As can be seen in Fig. 5, the Tweets and Users collections include their own fields, e.g., tweetId, text or userId, name, among others. Furthermore, the tweet document refers to two optional embedded documents: Place that may appear at most one time and Media that may consist of several documents representing different media types. In addition, the Tweets collection is related to the Users collection through two relationships: Tweet and Retweet. According to shown multiplicity, no all users publish tweets, but every published tweet must have an associated (and only one) user. The Retweet association shows the possibility that a message can be republished by many users and these users can republish many messages.
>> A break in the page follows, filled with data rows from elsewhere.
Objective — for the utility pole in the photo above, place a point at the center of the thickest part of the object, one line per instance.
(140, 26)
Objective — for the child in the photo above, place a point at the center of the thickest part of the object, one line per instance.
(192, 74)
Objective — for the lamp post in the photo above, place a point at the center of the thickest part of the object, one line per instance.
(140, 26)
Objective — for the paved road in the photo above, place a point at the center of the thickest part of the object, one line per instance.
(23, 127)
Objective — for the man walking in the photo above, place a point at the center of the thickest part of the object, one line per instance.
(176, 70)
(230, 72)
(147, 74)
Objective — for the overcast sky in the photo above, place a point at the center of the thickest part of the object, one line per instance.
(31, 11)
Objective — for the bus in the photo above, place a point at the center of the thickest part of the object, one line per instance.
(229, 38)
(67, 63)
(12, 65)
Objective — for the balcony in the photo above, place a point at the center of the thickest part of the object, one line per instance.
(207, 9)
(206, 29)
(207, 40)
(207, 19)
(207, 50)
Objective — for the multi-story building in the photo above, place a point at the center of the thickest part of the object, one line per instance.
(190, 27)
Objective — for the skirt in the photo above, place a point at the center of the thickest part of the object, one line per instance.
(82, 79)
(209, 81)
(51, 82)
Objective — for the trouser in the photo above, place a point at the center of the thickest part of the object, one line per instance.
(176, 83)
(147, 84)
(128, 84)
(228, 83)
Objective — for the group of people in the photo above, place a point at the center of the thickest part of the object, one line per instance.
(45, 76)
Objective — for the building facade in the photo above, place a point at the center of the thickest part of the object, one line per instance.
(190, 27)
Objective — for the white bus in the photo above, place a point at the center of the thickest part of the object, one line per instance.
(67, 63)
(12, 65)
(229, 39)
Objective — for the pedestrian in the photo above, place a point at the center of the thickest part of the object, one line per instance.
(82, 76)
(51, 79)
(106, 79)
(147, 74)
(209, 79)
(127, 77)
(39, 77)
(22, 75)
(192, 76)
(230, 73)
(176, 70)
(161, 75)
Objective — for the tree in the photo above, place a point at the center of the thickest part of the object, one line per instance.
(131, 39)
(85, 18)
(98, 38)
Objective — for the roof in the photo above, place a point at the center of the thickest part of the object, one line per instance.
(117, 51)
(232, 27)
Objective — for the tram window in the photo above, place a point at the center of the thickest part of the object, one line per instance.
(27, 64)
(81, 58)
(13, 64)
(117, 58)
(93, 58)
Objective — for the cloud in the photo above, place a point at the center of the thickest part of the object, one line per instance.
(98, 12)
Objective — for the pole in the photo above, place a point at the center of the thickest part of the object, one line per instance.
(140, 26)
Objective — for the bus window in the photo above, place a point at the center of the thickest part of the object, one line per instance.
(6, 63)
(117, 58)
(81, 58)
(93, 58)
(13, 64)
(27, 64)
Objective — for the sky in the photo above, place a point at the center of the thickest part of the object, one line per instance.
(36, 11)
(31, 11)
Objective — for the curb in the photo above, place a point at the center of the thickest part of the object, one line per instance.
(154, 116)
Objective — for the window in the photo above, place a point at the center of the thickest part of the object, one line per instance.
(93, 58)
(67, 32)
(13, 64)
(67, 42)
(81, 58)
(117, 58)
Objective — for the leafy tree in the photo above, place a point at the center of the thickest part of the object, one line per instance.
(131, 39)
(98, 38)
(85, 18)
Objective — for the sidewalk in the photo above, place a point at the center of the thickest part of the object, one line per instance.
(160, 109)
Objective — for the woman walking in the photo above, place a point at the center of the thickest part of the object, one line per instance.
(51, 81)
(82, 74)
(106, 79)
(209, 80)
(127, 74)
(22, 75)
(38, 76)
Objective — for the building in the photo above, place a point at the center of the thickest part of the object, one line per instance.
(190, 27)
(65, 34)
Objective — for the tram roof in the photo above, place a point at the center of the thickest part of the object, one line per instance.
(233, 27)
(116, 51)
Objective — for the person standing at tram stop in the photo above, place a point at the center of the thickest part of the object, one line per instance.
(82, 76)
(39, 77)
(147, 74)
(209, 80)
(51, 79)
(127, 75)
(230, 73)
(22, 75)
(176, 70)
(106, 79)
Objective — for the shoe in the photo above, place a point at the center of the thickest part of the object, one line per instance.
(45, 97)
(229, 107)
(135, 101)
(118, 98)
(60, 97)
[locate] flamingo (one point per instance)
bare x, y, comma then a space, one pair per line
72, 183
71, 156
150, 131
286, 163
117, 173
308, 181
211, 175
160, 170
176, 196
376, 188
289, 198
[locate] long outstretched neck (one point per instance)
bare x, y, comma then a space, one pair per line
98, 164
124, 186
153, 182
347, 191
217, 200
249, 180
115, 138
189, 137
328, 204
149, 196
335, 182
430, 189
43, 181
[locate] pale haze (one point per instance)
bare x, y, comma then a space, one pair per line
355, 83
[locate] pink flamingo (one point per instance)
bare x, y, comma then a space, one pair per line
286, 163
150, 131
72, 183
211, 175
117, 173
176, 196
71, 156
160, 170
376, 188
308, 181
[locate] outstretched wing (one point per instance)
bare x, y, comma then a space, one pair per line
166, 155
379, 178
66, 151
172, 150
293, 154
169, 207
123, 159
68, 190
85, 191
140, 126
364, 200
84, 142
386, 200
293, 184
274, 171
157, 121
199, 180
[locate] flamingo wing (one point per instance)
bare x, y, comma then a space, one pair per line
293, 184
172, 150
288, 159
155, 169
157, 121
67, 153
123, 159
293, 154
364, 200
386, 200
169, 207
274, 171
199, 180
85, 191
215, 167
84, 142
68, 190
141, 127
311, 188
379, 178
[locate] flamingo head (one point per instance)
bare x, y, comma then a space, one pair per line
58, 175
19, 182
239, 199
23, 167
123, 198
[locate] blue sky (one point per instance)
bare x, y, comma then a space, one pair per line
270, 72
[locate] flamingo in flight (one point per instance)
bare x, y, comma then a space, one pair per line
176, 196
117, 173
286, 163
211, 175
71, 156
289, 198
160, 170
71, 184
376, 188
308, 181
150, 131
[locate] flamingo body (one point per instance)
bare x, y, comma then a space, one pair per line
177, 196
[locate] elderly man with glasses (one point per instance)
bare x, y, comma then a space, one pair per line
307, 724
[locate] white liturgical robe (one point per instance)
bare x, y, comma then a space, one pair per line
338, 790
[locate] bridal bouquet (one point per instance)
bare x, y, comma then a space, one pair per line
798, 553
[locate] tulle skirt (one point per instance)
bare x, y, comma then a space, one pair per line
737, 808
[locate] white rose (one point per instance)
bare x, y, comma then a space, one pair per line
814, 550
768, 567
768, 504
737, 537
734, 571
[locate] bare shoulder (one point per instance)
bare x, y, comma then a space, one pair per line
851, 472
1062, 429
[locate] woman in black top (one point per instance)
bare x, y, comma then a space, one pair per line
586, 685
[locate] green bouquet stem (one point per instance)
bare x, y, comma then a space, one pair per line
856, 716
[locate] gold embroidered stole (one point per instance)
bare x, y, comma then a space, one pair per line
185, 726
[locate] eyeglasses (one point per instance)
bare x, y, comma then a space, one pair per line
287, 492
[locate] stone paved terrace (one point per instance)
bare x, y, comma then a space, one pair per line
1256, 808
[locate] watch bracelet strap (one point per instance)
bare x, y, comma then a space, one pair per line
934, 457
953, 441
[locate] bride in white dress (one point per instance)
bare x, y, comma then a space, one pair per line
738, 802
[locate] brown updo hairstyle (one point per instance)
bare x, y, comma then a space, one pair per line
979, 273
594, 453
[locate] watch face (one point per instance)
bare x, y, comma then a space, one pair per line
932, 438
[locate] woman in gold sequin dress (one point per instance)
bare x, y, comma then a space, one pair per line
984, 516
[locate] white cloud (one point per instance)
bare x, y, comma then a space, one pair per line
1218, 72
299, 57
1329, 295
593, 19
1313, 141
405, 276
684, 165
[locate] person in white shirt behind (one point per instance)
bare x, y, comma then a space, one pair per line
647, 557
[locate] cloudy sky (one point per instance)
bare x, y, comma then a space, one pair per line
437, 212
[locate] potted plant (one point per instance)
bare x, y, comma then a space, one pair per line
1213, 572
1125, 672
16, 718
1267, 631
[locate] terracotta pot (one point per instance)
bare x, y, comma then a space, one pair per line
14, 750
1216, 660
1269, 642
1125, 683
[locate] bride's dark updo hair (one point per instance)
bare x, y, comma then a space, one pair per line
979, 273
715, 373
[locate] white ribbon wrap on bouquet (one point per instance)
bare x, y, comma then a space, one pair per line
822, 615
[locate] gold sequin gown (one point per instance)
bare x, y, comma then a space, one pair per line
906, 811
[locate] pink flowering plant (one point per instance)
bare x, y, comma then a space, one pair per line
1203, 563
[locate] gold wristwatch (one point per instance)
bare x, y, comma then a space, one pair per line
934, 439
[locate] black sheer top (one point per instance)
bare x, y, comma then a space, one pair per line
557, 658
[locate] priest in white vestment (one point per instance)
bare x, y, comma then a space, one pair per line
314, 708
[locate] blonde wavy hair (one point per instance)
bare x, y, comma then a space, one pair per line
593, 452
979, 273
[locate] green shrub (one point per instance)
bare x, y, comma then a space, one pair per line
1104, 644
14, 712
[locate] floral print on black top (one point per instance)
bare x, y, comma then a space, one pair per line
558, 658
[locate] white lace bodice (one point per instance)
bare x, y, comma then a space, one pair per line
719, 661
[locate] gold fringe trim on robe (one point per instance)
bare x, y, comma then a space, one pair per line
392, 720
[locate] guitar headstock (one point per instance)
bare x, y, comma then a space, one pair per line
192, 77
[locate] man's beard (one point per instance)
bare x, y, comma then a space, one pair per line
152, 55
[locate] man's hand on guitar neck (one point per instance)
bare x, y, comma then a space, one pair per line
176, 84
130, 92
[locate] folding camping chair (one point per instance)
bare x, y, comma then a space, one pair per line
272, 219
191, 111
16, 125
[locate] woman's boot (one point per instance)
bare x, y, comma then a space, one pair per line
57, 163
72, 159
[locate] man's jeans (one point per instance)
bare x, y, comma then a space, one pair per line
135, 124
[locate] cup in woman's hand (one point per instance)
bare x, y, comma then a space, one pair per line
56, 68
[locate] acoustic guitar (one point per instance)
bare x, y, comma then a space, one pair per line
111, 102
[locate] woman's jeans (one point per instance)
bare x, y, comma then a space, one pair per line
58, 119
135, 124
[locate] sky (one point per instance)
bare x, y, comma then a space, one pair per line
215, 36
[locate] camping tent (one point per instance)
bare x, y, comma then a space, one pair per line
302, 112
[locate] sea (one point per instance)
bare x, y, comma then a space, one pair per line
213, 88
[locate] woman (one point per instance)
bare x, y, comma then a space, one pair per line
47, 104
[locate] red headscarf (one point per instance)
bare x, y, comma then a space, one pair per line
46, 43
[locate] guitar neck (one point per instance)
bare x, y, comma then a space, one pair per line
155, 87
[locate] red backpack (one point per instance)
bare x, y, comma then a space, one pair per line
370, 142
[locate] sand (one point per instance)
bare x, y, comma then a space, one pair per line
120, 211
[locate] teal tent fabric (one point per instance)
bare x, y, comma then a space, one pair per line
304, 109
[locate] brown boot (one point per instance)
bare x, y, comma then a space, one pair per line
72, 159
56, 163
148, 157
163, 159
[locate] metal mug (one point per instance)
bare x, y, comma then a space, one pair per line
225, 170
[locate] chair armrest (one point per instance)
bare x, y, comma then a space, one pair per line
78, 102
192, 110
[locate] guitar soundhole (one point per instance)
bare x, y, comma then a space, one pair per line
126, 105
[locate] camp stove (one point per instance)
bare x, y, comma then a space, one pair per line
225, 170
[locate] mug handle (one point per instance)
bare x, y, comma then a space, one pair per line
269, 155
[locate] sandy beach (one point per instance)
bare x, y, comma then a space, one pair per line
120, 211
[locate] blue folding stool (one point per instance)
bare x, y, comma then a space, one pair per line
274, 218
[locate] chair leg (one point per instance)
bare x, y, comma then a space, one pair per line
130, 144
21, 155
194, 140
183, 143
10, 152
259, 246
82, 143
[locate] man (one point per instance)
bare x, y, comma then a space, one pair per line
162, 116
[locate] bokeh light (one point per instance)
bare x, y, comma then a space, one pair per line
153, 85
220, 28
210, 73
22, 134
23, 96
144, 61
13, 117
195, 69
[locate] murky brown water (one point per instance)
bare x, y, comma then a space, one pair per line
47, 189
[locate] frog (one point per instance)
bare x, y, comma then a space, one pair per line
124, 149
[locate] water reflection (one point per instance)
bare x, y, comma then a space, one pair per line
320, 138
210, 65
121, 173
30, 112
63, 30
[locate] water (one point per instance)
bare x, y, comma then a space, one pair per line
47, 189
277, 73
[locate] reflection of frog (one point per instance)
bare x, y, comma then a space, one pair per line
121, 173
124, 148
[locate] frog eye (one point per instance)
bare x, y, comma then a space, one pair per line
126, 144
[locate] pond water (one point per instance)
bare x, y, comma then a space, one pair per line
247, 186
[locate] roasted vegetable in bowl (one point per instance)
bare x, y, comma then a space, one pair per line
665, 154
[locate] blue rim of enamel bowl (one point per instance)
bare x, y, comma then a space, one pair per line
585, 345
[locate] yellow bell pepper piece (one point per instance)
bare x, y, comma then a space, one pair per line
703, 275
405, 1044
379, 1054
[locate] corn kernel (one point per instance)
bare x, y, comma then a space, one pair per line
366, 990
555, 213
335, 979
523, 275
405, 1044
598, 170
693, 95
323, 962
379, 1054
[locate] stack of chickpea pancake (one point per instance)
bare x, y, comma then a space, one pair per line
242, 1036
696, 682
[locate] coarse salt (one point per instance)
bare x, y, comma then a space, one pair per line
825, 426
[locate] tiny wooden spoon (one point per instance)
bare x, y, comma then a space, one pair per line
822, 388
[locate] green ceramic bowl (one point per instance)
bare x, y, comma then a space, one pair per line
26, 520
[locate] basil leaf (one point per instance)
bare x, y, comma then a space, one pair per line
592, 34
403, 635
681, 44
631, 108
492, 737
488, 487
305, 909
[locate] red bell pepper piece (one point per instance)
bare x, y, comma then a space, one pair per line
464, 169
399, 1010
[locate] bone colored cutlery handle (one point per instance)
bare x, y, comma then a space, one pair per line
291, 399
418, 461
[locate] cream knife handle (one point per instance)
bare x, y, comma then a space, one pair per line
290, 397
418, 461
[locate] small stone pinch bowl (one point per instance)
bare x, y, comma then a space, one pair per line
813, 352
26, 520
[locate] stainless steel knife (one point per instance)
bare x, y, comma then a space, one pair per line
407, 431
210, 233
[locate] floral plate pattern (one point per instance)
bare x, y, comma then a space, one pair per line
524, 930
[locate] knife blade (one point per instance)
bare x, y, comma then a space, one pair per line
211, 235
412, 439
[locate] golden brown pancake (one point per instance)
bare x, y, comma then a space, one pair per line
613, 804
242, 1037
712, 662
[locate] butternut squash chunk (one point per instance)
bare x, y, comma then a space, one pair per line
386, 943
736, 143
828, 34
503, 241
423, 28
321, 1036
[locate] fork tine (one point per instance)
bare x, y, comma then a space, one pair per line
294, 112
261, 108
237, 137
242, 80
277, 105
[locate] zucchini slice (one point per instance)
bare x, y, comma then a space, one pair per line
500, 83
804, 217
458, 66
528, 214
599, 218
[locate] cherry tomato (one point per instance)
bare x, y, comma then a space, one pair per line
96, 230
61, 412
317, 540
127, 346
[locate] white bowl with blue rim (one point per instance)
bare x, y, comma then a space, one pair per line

5.3 Applied Mapping for Implementation

MongoDB Implementation.

Figure 6 shows an example of a tweet in MongoDB mapped according to rules in Sect. 4. Fields of embedded document Place are included in the main document (lines 5–8) with an optional field (coordinates, line 5). The composition Media object is embedded as an array (lines 9–10) considering its multiplicity (only two elements are shown). In addition, userId (line 3) represents a one-to-many association relationship Tweet between Tweets and Users collections.

Fig. 6.
figure 6

Example in MongoDB of embedded (Place and Media) and referenced (Users) documents from Fig. 5.

CouchDB Implementation.

This store does not include the concept of collection; therefore, it is necessary to insert the documents in the same database with a field identifying its type, e.g., Tweets or Users. This adaptation is minimal and does not affect the conceptual model. Figure 7 shows an example of a tweet document in CouchDB with the Retweet relationship. This many-to-many cardinality is shown as an array of users (the field retweetUserId, line 8). Also, we include the field type (line 3) to define its collection.

Fig. 7.
figure 7

Example in CouchDB of documents with many-to-many cardinality.

ArangoDB Implementation.

ArangoDB supports a user-defined unique _key to identify each document. In addition, it includes the _id field, which is the combination of the collection name and the document key (Fig. 8, lines 1 and 2). Particularly, both CouchDB and ArangoDB include a revision value (Fig. 7, line 2 and Fig. 8, line 3) in order to support concurrency control, which does not affect the conceptual level design.

Fig. 8.
figure 8

Example in ArangoDB with keys combination and revision value support.

6 Conclusions and Future Work

The growing use of NoSQL databases and the increasing amount of data in these repositories make the understanding of their “structure” increasingly difficult. The affirmation that NoSQL databases, in particular, document data stores, manage semi-structured data opens the possibility of skipping the conceptual phase; this phase is important since it helps in understanding the nature of data and relationships existing between different elements. As a consequence, it facilitates the expression of queries to analyze data. Although it is well-known that documents can have different fields, there is a clear tendency to create a document collection in order to group “similar” documents.

In this paper, we propose the use of UML class diagrams to represent document stores on a conceptual level. We also include mapping rules that facilitate the document data stores implementation, showing examples of three data stores. Even though the proposed model and mapping rules can be extended, we expect that the simplicity of this conceptual proposal may be appealing to a wide forum of document data stores implementers.